Livre 3 - Chapitre 37

Dusan se frotta les tempes en réfléchissant encore à toutes les tâches qui lui restait à accomplir. Sur son bureau s’étalaient des piles de documents et des dossiers demandant à être signés.

Depuis le décès d’Auguste, le Premier ministre et lui-même étaient débordés. L’Empire de Dalstein venait de perdre ses souverains à quelques mois d’écarts et cela n’étaient pas arrivé depuis plusieurs siècles. Au Parlement, les tensions allaient croissantes entre les Élus. Les partisans de Joren se révélèrent au grand jour et la publication du journal de Carolina était attendue avec impatience.

— C’est une question de temps en ce qui concerne le journal, mais le rouleau n’a pas encore été retrouvé, soupira-t-il. C’est la preuve irréfutable que l’Héritier est destitué.

Un bruit tapant au carreau de sa fenêtre le fit sursauter. Dusan se releva et tira le rideau de velours d’un revers de bras. Un homme, vêtu de sombre, était suspendu à son volet et lui faisait signe d’ouvrir.

— J’ai été envoyé par Son Altesse Damjan Duatir.

— Qui êtes-vous ? questionna Dusan d’un ton sec en regardant l’homme en face de lui.

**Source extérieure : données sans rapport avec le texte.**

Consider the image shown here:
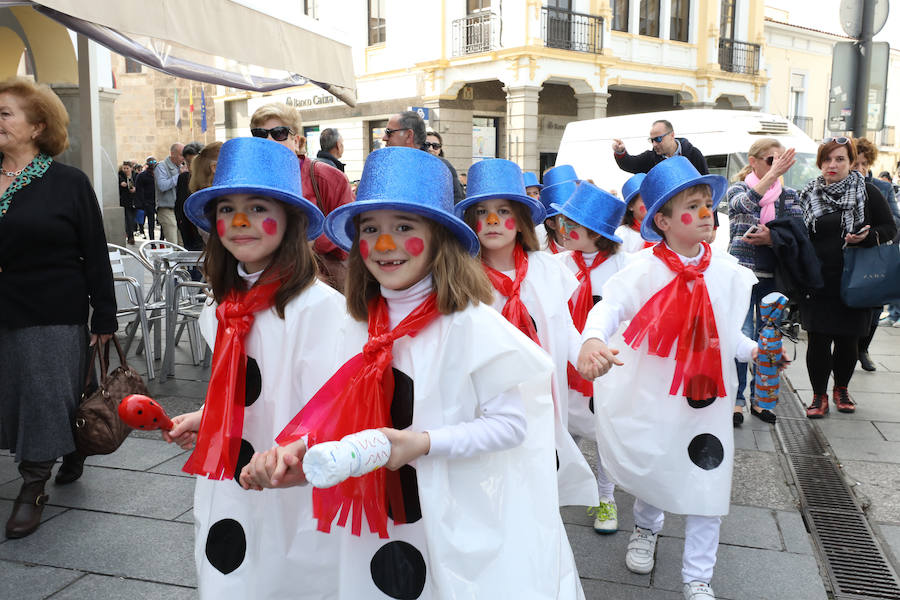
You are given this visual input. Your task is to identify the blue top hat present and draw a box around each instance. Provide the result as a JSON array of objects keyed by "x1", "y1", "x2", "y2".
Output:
[
  {"x1": 542, "y1": 164, "x2": 578, "y2": 188},
  {"x1": 551, "y1": 181, "x2": 626, "y2": 244},
  {"x1": 539, "y1": 164, "x2": 580, "y2": 219},
  {"x1": 639, "y1": 156, "x2": 727, "y2": 243},
  {"x1": 522, "y1": 171, "x2": 543, "y2": 190},
  {"x1": 325, "y1": 147, "x2": 479, "y2": 255},
  {"x1": 454, "y1": 159, "x2": 545, "y2": 224},
  {"x1": 184, "y1": 137, "x2": 324, "y2": 239},
  {"x1": 622, "y1": 173, "x2": 646, "y2": 205}
]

— Je ne peux pas vous le révéler de moi-même, demandez-le-lui si vous le voyez. N’appelez pas vos gardes, j’ai tout fait pour les éviter afin de ne pas créer de soupçons. Ce que j’ai à vous dire ne peut pas s’annoncer officiellement et ma venue ne doit pas être enregistrée dans vos archives.

Le jeune prince observa l’inconnu, vêtu d’une simple chemise brune et d’une paire de chaussures usées. Il avait grimpé silencieusement, sans un bruit.

— Je n’apprécie pas vos méthodes et je ne vois pas pourquoi je vous ferais confiance, déclara Dusan en fixant l’individu derrière la vitre.

— Votre frère m’a demandé de vous informer que demain, plusieurs journaux vont éditer un article révélant l’ingérence de la famille impériale dans la mort de l’impératrice Carolina.

Dusan fronça les sourcils. L’inconnu, s’aidant d’un bras, sortit un dossier des replis d’une sacoche en bandoulière.

— Si vous pouviez me laisser entrer, Votre Altesse.

Dusan considéra l’individu et se saisit d’une dague, rangée dans l’un de ses tiroirs. Il ouvrit la fenêtre et l’homme, avec une agilité surprenante, exécuta une pirouette d’acrobate avant de poser ses pieds sur le tapis.

Dusan tendit la main vers lui, prêt à recevoir le dossier et révéla la dague en signe de menace. L’homme regarda l’arme finement ouvragée en haussant des épaules :

— Le même dossier à été envoyé par un expéditeur anonyme, à l’intérieur, il y a des lettres et des rapports rédigés par les personnes s’étant occupés du corps de l’Impératrice après son décès. Ils annoncent que le poison employé n’est pas de la ricine mais un neurotoxique et qu’ils ont falsifié la vérité.

Dusan ouvrit le paquet, il trouva une note, accompagnée d’une liasse de documents fixés par une simple ficelle.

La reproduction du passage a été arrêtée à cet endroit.